Mid-infrared images of beta Pictoris and the possible role of planetesimal collisions in the central disk

Nature. 2005 Jan 13;433(7022):133-6. doi: 10.1038/nature03255.

Abstract

When viewed in optical starlight scattered by dust, the nearly edge-on debris disk surrounding the A5V star beta Pictoris (distance 19.3 pc; ref. 1) extends farther than 1,450 au from the star. Its large-scale complexity has been well characterized, but the detailed structure of the disk's central approximately 200-au region has remained elusive. This region is of special interest, because planets may have formed there during the star's 10-20-million-year lifetime, perhaps resulting in both the observed tilt of 4.6 degrees relative to the large-scale main disk and the partial clearing of the innermost dust.
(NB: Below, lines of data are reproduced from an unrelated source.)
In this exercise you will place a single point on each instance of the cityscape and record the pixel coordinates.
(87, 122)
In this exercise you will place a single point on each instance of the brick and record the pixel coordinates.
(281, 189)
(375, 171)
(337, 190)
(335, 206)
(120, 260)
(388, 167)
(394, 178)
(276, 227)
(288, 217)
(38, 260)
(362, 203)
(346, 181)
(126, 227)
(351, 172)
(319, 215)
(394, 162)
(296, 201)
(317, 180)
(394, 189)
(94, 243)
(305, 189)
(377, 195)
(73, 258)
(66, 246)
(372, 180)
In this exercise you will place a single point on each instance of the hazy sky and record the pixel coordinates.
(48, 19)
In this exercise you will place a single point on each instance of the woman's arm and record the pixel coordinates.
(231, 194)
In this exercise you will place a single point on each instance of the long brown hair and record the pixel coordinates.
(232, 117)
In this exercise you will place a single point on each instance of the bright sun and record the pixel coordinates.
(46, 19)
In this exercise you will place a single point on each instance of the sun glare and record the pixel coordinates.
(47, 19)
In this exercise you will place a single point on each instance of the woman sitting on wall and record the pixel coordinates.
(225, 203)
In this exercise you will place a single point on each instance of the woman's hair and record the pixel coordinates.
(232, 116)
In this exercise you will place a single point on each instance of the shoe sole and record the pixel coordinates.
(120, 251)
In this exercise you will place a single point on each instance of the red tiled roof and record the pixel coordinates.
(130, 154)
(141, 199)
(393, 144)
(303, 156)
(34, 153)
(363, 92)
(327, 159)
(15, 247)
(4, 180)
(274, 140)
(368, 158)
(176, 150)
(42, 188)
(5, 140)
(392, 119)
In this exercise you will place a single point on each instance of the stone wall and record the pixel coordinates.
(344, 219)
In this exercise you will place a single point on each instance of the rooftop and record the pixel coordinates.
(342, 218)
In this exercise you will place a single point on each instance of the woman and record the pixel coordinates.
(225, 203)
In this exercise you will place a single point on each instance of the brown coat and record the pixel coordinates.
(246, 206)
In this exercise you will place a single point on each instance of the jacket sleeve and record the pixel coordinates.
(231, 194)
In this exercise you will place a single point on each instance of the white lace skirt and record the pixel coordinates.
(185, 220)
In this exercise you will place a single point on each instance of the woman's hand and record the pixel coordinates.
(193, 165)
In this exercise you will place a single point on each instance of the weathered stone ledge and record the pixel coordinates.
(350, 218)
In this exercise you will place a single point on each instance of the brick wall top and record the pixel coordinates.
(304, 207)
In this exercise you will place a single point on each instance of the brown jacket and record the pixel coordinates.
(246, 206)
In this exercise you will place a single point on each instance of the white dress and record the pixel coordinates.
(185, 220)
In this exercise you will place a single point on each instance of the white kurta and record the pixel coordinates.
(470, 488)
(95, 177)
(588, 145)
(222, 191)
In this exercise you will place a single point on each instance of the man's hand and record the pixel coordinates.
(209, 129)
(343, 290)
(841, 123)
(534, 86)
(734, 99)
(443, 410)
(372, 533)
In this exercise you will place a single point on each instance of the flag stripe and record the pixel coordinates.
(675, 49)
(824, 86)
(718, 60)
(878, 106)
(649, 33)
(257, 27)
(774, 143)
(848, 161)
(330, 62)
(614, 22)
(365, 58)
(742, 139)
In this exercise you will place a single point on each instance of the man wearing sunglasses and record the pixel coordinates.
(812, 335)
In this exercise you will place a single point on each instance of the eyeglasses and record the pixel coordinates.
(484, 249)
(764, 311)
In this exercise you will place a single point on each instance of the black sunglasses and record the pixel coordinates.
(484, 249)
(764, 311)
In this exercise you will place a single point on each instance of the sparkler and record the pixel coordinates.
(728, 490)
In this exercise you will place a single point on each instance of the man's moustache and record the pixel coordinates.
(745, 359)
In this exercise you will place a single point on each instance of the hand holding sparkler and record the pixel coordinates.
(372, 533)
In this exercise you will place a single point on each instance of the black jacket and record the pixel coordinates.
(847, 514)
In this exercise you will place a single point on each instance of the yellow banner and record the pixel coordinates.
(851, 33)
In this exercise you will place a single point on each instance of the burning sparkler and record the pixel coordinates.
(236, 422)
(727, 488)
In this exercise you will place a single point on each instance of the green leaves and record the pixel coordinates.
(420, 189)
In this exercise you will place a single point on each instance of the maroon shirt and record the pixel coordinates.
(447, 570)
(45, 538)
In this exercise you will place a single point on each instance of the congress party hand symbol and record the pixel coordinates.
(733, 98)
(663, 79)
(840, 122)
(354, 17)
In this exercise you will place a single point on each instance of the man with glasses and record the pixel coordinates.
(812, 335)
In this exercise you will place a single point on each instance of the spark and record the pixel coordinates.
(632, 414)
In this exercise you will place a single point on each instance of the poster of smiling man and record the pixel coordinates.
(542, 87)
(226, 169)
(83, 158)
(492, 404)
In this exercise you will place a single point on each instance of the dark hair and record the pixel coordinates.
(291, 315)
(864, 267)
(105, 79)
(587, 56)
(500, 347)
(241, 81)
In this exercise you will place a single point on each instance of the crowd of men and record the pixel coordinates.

A peculiarity of the central disk (also possibly related to the presence of planets) is the asymmetry in the brightness of the 'wings', in which the southwestern wing is brighter and more extended at 12 microm than the northeastern wing. Here we present thermal infrared images of the central disk that imply that the brightness asymmetry results from the presence of a bright clump composed of particles that may differ in size from dust elsewhere in the disk. We suggest that this clump results from the collisional grinding of resonantly trapped planetesimals or the cataclysmic break-up of a planetesimal.